Una semana más, y ya son incontables, las noticias que nos llegan de Gaza son espantosas, crueles y criminales. Es, seguramente, el horror más espeluznante, sistemático y sostenido del que hemos tenido noticia en los últimos tiempos y que haya sido retransmitido a diario, durante meses.

La semana comenzaba con las noticias, no por habituales menos descarnadas, de objetivos sanitarios atacados, de familias enteras masacradas, de niños que se mueren de hambre (57 acreditados por la OMS a principios de mes) o por falta de atención médica o directamente como consecuencia de un ataque contra la población civil (contra su casa, contra un dispensario, un refugio, una cola de entrega de alimentos o un centro de acogida). El viernes la Oficina de Asuntos Humanitarios de la ONU declaraba que “Gaza es el lugar más hambriento de la Tierra”, en el sentido que “es el único territorio definido en el mundo en el que toda la población corre riesgo de hambruna”. Más allá de la posición en el ranking de los horrores, lo que lo hace más grave, más repugnante y más inadmisible este caso es el hecho de que no es una hambruna provocada por una circunstancia más o menos natural, impredecible o accidental, sino una hambruna intencionalmente provocada como arma de guerra o, quizá con mayor justicia haya que decir, como instrumento de genocidio.

Hace mucho que sabemos que con frecuencia eso que llamábamos hambre por causas naturales (sequías, por ejemplo) tiene más que ver con el accionar humano (la gestión del agua y del territorio, los desplazamientos forzados, los conflictos, la contaminación y las agresiones medioambientales, entre otros) que con causas netamente naturales. El cambio climático, que afecta de modo desproporcionado a las poblaciones más empobrecidas y vulnerables y las obliga en ocasiones a desplazarse, no hace sino confirmar esa vieja realidad de emergencias complejas.
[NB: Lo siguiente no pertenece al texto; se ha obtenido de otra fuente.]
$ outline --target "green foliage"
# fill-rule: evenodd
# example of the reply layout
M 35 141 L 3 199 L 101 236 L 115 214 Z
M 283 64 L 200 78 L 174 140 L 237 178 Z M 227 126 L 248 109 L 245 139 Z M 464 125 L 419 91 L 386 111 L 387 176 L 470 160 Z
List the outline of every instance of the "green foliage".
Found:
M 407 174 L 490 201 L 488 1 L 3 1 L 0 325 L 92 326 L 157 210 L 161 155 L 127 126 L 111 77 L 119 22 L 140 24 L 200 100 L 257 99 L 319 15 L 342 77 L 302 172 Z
Pero aquí no estamos ante una hambruna provocada por una causa natural, ni siquiera ante una emergencia compleja, sino ante una hambruna construida con un fin político. La situación de la población palestina en sus territorios venía siendo tal que la hace dependiente estructuralmente de la ayuda internacional por razones de nuevo políticas, pero lo que observamos ahora es el grado más alto de la hambruna como arma de destrucción de un pueblo. Y sucede ante los ojos del mundo. Cada día.

No solo se impide a la población acceder por sus medios a la alimentación, sino que Israel impide a las instituciones internacionales (la ONU y la Cruz Roja de modo muy especial) facilitar esa ayuda. Los casos en que estas instituciones y otras (como las ONG, por ejemplo) han sido objeto de ataques militares deliberados, además de constituir un crimen internacional, deben ser interpretados en esta lógica de imposibilitar la supervivencia de la población en su territorio.

El nuevo sistema de reparto de ayuda humanitaria ideado por Estados Unidos e Israel tiene como fin eliminar a los actores humanitarios de la zona, aquellos que desarrollan su tarea respetando los principios humanitarios que comenzaron a gestarse en la segunda mitad del siglo XIX, tales como la neutralidad, la independencia o la universalidad. Han creado un nuevo instrumento a su servicio.

Bien sea por incompetencia o intencionalmente, el primer reparto de este nuevo sistema, este martes, fue tan desastroso que se generó el caos y 47 personas, desesperadas por llevar algo a las bocas de sus familias, resultaron heridas por disparos. La Oficina de Asuntos Humanitarios de la ONU ha descrito este nuevo sistema estadounidense-israelí como “una escasez maquinada protegida por contratistas de seguridad privados estadounidenses, donde recibirán raciones los palestinos que puedan llegar a ellos (…), una violación del principio básico de imparcialidad”.

Netanyahu no solo ha bloqueado la ayuda humanitaria en la zona. Ha bloqueado el nexo de su Estado con los principios de la universal dignidad humana.